Telework "avatar work," in which people with disabilities can engage in physical work such as customer service, is being implemented in society. In order to enable avatar work in a variety of occupations, we propose a mobile sales system using a mobile frozen drink machine and an avatar robot "OriHime", focusing on mobile customer service like peddling. The effect of the peddling by the system on the customers are examined based on the results of video annotation.

Our team, Hibikino-Musashi@Home (the shortened name is HMA), was founded in 2010. It is based in the Kitakyushu Science and Research Park, Japan. We have participated in the RoboCup@Home Japan open competition open platform league every year since 2010. Moreover, we participated in the RoboCup 2017 Nagoya as open platform league and domestic standard platform league teams. Currently, the Hibikino-Musashi@Home team has 20 members from seven different laboratories based in the Kyushu Institute of Technology. In this paper, we introduce the activities of our team and the technologies.

针对目标的对话任务的先前研究缺乏关键观念，该观念在以目标为导向的人工智能代理的背景下进行了深入研究。在这项研究中，我们提出了目标引导的开放域对话计划（TGCP）任务的任务，以评估神经对话代理是否具有目标对话计划的能力。使用TGCP任务，我们研究了现有检索模型和最新强生成模型的对话计划能力。实验结果揭示了当前技术面临的挑战。

感知环境是实现合作驾驶自动化（CDA）的最基本关键之一，该关键被认为是解决当代运输系统的安全性，流动性和可持续性问题的革命性解决方案。尽管目前在计算机视觉的物体感知领域正在发生前所未有的进化，但由于不可避免的物理遮挡和单辆车的接受程度有限，最先进的感知方法仍在与复杂的现实世界流量环境中挣扎系统。基于多个空间分离的感知节点，合作感知（CP）诞生是为了解锁驱动自动化的感知瓶颈。在本文中，我们全面审查和分析了CP的研究进度，据我们所知，这是第一次提出统一的CP框架。审查了基于不同类型的传感器的CP系统的体系结构和分类学，以显示对CP系统的工作流程和不同结构的高级描述。对节点结构，传感器模式和融合方案进行了审查和分析，并使用全面的文献进行了详细的解释。提出了分层CP框架，然后对现有数据集和模拟器进行审查，以勾勒出CP的整体景观。
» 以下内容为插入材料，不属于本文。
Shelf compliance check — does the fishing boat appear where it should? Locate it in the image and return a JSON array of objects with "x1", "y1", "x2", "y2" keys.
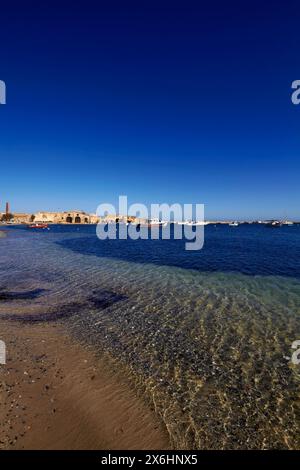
[
  {"x1": 28, "y1": 223, "x2": 48, "y2": 230},
  {"x1": 266, "y1": 220, "x2": 283, "y2": 228}
]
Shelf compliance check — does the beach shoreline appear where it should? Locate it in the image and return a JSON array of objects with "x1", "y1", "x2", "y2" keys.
[{"x1": 0, "y1": 321, "x2": 170, "y2": 450}]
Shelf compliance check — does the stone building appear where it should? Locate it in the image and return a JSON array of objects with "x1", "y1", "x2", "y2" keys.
[{"x1": 34, "y1": 210, "x2": 99, "y2": 224}]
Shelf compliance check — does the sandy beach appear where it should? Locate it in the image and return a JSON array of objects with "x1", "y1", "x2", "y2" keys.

讨论重点介绍了当前的机会，开放挑战和预期的未来趋势。

游戏中的学习理论在AI社区中很突出，这是由多个不断上升的应用程序（例如多代理增强学习和生成对抗性网络）的动机。我们提出了突变驱动的乘法更新（M2WU），以在两人零和零正常形式游戏中学习平衡，并证明它在全面和嘈杂的信息反馈设置中都表现出了最后的题融合属性。在全信息反馈设置中，玩家观察了实用程序功能的确切梯度向量。另一方面，在嘈杂的信息反馈设置中，他们只能观察到嘈杂的梯度向量。现有的算法，包括众所周知的乘法权重更新（MWU）和乐观的MWU（OMWU）算法，未能收敛到具有嘈杂的信息反馈的NASH平衡。相反，在两个反馈设置中，M2WU表现出最后的近期收敛到NASH平衡附近的固定点。然后，我们证明它通过迭代地适应突变项来收敛到精确的NASH平衡。我们从经验上确认，M2WU在可剥削性和收敛速率方面胜过MWU和OMWU。

避免产生与先前环境相矛盾的响应是对话响应产生的重大挑战。一种可行的方法是后处理，例如从最终的n-最佳响应列表中滤除矛盾的响应。在这种情况下，n-最佳列表的质量极大地影响了矛盾的发生，因为最终响应是从该最佳列表中选择的。这项研究定量地分析了使用N最佳列表的一致性对神经反应产生模型的上下文矛盾意识。特别是，我们将极性问题用作简洁和定量分析的刺激输入。我们的测试说明了最近的神经反应产生模型和方法的矛盾意识，然后讨论了它们的性质和局限性。

我们介绍了Realtime QA，这是一个动态的问答（QA）平台，该平台宣布问题并定期评估系统（此版本每周）。实时质量检查询问当前世界，质量检查系统需要回答有关新事件或信息的问题。因此，它挑战了QA数据集中的静态，常规假设，并追求瞬时应用。我们在包括GPT-3和T5在内的大型语言模型上建立了强大的基线模型。我们的基准是一项持续的努力，该初步报告在过去一个月中提出了实时评估结果。我们的实验结果表明，GPT-3通常可以根据新的退休文档正确更新其生成结果，从而突出了最新信息检索的重要性。尽管如此，我们发现GPT-3倾向于在检索文件时返回过时的答案，这些文件没有提供足够的信息来找到答案。这表明了未来研究的重要途径：开放式域质量检查系统是否可以确定无法回答的案例，并与用户甚至检索模块进行通信以修改检索结果？我们希望实时质量检查能够刺激问题答案及其他问题的瞬时应用。